Josef's been thinking about exactly that -- the current situation
requires you to add subvol=snapshot-name to the mount args, which
indeed would require you to change fstab (for non-rootfs) or to add a
rootflags= argument to the grub menu (for rootfs).  He's considering
changing the btrfs disk format to add a default subvolume for this
fs field that would lead us to a simple btrfsctl command for setting
that field instead.  I agree that his solution's what we'd like.

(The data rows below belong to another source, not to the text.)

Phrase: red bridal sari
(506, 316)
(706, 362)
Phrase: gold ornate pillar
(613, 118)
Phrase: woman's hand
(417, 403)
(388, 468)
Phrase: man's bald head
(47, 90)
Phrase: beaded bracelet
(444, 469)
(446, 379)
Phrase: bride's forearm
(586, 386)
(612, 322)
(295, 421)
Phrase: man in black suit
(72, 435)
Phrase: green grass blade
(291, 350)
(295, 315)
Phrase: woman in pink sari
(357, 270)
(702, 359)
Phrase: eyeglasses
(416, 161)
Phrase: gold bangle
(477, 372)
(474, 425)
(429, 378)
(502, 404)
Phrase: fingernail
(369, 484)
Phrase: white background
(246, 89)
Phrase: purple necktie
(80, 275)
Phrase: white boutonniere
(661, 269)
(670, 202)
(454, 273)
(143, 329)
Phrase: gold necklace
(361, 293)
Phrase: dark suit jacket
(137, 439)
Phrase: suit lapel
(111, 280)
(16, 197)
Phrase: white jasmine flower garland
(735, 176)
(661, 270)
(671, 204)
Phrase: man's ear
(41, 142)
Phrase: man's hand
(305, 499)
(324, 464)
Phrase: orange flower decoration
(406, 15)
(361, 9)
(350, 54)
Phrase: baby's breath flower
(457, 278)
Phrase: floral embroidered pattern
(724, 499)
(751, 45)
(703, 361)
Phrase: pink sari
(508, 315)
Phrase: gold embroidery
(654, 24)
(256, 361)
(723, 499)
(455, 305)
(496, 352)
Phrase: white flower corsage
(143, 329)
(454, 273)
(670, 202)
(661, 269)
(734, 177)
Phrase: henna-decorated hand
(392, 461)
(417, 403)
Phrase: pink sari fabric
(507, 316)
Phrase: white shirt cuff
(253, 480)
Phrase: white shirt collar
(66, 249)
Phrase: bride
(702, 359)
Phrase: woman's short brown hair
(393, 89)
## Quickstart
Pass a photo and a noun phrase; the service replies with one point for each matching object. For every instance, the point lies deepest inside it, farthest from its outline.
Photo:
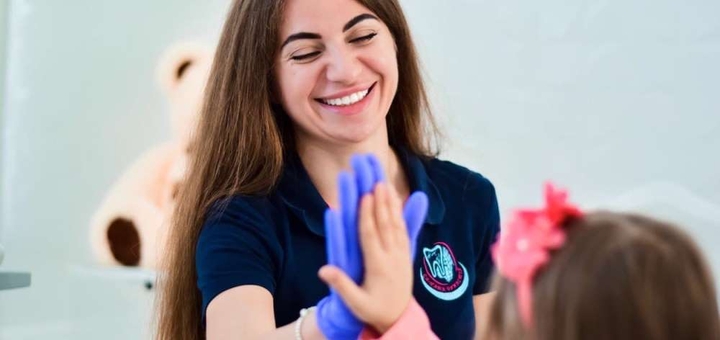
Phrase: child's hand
(387, 287)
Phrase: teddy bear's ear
(177, 60)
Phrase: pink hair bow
(525, 243)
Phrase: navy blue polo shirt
(278, 242)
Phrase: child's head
(616, 276)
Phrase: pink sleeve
(412, 324)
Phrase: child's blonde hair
(618, 276)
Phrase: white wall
(617, 100)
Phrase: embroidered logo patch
(442, 275)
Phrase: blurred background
(617, 100)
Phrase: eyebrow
(306, 35)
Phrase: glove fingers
(414, 213)
(335, 242)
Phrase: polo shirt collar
(300, 195)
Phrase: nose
(343, 67)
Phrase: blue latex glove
(335, 320)
(343, 246)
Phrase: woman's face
(336, 70)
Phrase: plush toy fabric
(130, 226)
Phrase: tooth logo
(441, 274)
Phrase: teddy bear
(130, 226)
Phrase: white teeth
(347, 100)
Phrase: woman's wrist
(306, 326)
(382, 326)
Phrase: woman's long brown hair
(619, 276)
(241, 139)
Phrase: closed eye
(305, 56)
(364, 38)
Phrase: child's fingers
(353, 296)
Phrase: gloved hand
(343, 246)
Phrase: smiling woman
(297, 88)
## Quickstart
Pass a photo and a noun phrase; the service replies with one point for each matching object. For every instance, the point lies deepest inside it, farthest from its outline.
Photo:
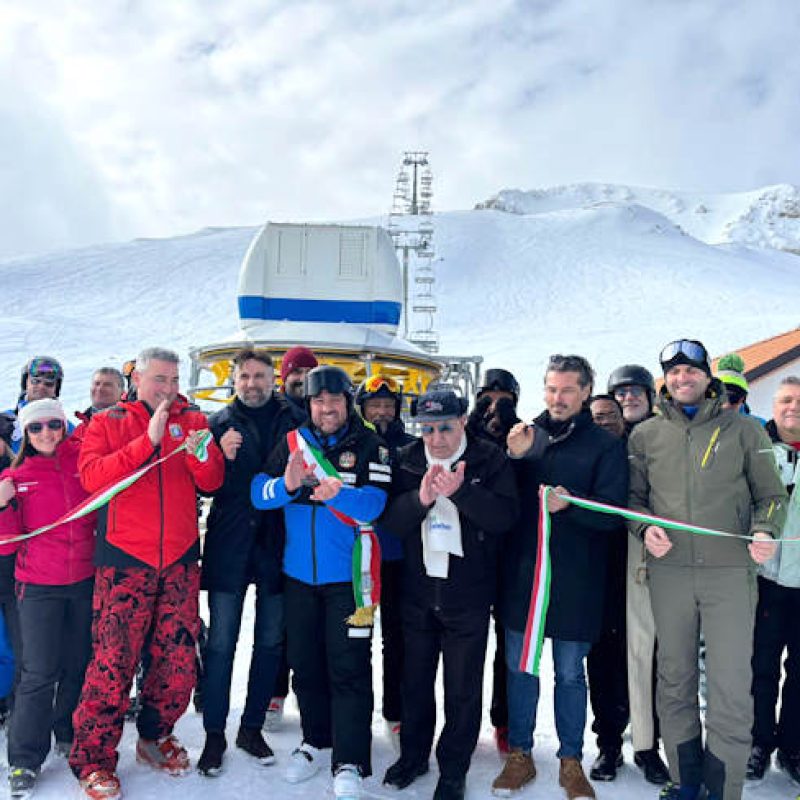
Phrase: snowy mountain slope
(612, 281)
(768, 217)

OK. We need to decide how all this is going to work - maybe some
of it will go into GIO and be part of an abstraction that also
works for other filesystems, maybe it will be a Nautilus-only
feature. I don't know yet, leaning towards the latter right now,
but I guess we'll find out.

Makes sense.

Thanks again.  I've updated the feature draft to include the
Palimpsest UI suggestion.

- Chris.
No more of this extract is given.